When I think about cross dressing the woman from the story in my first blog is never far from my thoughts. I remember the story describing her slender body in jeans that hugged her figure and the blouse that was billowy but showed enough shape and definition that the firm breasts were obvious. I remember how the woman was confident about who she was and that it was her, that noticed the man, it was her that called him into the shop, it was her that challenged him on staring at her and it was her that instigated sex by taking control of the matter.
It was the confidence of this woman that appealed to me and still does. I recognised in this woman a level of confidence and authority that I lacked when I wore my jean and t-shirt. I found the confidence she had in herself intoxicating. At the timeI did not realise these feeling and I just found her confidence a turn on and for years I craved this type of woman. Somebody who will take control and put me in my place. I have since discovered that this level of control manifests itself in my desire to have a woman strip back my masculinity by dressing me as a female and taking on the stereotypical role of a female.
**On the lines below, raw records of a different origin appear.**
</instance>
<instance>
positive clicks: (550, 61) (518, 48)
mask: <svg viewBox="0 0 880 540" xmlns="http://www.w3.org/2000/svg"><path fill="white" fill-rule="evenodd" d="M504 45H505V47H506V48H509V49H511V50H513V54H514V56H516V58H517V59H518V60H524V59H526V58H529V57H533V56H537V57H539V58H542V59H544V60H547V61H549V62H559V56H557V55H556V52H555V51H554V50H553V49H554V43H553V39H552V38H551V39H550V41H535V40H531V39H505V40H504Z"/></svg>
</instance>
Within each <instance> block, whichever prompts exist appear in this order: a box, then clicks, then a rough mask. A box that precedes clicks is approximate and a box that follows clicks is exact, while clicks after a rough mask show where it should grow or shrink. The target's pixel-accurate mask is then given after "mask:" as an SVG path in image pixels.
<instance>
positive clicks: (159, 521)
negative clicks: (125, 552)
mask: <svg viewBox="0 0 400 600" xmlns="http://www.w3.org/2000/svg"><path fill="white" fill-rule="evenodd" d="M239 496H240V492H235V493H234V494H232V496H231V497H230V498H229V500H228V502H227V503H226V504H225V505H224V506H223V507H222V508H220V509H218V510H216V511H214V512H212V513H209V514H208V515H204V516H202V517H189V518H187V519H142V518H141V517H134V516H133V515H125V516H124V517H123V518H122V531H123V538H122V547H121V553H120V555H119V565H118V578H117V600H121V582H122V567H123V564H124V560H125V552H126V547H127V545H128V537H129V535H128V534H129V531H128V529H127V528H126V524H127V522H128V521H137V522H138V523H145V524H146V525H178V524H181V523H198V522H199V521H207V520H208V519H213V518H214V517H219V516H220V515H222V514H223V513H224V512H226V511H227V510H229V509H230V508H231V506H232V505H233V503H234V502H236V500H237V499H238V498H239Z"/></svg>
The woman in the story awakened my sexual urges but I found that those urges were never truly reproduced until I slipped on the first pair of silk knickers. The actual thought process from looking at the lingerie pages of a catalogue, to looking in the knicker drawer of my mother to touching them and then wearing them escapes me. I can only assume that I was suitably curious enough to make each of those steps and in the heat of the moment saw nothing wrong with the actions but just assumed thats what all boys do. However, what I do know is that when I stepped into those knickers the first time I felt a level of sexual confidence that I had never felt before and it to was intoxicating. I did not know it at the time but I had started to feel how I imagined the woman in the story had felt (it took me a long time to make that connection and by the time I got there I was well on my journey of crossdressing and self realisation). At first I was happy to just use knickers to satisfy my craving for this sexual feeling but soon I discovered nylons. It was when I plucked up the confidence to put a pair of tights on for the first time that the sexual brain cells exploded. I have never felt something as empowering as tights. To this day they are still the my favourite item to wear and they instantly transform me from feeling like a weird man in knickers to a confident human who has sex appeal. This is heightened by the addition of heels (but we will get to them later).
The downside to these initial footsteps into crossdressing was the guilt, the hatred and the disgust I felt towards myself as I took the clothes off. This was of course coupled with my worries of being caught. Would my mother discover her tights had been worn?, would I put the clothes back in the wrong place?, would somebody come home and see me in knickers and tights with a “hard on”. I hated myself but I was constantly drawn back to repeating the actions over and over again. I am not a religious person but I found myself believing I was going to hell. over the years I have even prayed to god and asked for help in moving away from the feelings. I have since realised that these feelings are wrong and that it is ok to crossdress but for a long time I viewed myself a degenerate. It is hard to truly explain the roller coaster of emotions that I felt but if you can imagine a 13 year old boy sitting in the bath scrubbing at his skin and praying to a god, asking for forgiveness and help in not repeating the actions you will start to understand how the elation of feeling empowered was easily replaced after I had released my sexual energy.